Harewood said the aim was to use the fact dividend-paying equities provide a higher yield than cash, government and investment grade corporate debt to provide investors with a reliable and stable income stream, without putting capital under undue risk.
The strategy targets a 50% reduction in long-term benchmark volatility and drawdown risk.
The Harewood Maximum Income portfolio uses an investment process and quantitative screening which has been implemented by the BNP Paribas investment team since December 2010.
Companies are selected from the universe based on their financial strength, ability to pay a high dividend and their sustainability.
The fund is listed on the London Stock Exchange and benchmarked against the Stoxx Europe Select Dividend 30 Net Return Eur Index.
Its current allocation is to 49 companies with a weighted dividend yield of 4.64% per annum and the fund has a minimum investment of £100,000.
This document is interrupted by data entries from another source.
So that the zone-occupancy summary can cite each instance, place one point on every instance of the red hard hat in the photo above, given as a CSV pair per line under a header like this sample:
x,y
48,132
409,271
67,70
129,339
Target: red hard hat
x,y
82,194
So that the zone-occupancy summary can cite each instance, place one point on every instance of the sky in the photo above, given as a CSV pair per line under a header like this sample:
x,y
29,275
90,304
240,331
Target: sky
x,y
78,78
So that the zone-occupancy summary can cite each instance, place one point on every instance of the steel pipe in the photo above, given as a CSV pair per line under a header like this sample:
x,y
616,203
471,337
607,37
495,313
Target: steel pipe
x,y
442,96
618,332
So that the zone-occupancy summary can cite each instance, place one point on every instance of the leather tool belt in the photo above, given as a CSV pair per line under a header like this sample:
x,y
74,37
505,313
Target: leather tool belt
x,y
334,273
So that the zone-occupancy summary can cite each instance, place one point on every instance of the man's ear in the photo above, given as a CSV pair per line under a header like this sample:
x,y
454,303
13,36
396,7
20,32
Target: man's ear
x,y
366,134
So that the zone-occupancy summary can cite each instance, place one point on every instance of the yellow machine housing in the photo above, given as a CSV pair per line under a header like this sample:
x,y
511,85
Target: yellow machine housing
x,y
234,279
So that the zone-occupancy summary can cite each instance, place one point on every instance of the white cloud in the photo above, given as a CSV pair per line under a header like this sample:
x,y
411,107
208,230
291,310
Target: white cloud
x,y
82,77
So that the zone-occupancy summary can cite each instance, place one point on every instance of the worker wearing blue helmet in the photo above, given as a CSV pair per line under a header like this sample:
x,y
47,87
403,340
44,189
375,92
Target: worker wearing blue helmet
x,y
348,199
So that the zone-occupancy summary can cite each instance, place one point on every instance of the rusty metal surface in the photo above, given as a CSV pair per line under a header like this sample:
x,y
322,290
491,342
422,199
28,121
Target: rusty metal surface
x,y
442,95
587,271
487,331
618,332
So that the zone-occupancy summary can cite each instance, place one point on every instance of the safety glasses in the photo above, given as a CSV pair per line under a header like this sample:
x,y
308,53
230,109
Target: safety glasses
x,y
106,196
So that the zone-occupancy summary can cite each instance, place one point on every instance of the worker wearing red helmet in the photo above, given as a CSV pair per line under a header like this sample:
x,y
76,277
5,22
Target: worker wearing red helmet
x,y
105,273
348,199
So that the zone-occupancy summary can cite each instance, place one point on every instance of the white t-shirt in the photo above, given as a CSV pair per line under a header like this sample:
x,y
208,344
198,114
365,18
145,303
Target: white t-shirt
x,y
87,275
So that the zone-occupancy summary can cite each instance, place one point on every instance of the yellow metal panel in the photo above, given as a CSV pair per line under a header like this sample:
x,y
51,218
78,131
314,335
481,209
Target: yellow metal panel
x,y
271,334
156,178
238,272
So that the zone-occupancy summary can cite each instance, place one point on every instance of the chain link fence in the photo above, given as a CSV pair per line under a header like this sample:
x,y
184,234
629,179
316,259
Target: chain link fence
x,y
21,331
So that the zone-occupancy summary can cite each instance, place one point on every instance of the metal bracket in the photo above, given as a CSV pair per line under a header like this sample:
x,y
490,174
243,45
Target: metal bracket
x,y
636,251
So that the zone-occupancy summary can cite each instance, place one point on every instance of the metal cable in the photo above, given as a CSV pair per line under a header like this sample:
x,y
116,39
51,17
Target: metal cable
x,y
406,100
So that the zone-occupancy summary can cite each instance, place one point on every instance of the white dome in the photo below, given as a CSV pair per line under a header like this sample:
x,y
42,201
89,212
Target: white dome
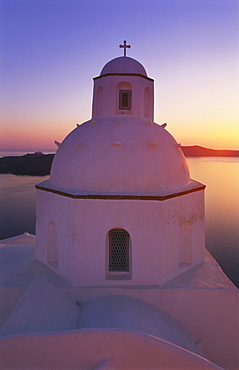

Soobong Han, co-head of Harewood Solutions, said: “Unlike many traditional equity income strategies, we are placing a large emphasis on capital preservation. Our risk reduction process aims to halve drawdown risk and reduce portfolio volatility by a further 8% per annum.
“We believe that European high dividend paying equities currently deliver a higher yield than their US and emerging counterparts and analysts predict significant growth in European dividends in coming years. Indeed, European equities are cheaper in both absolute terms and relative to other markets.”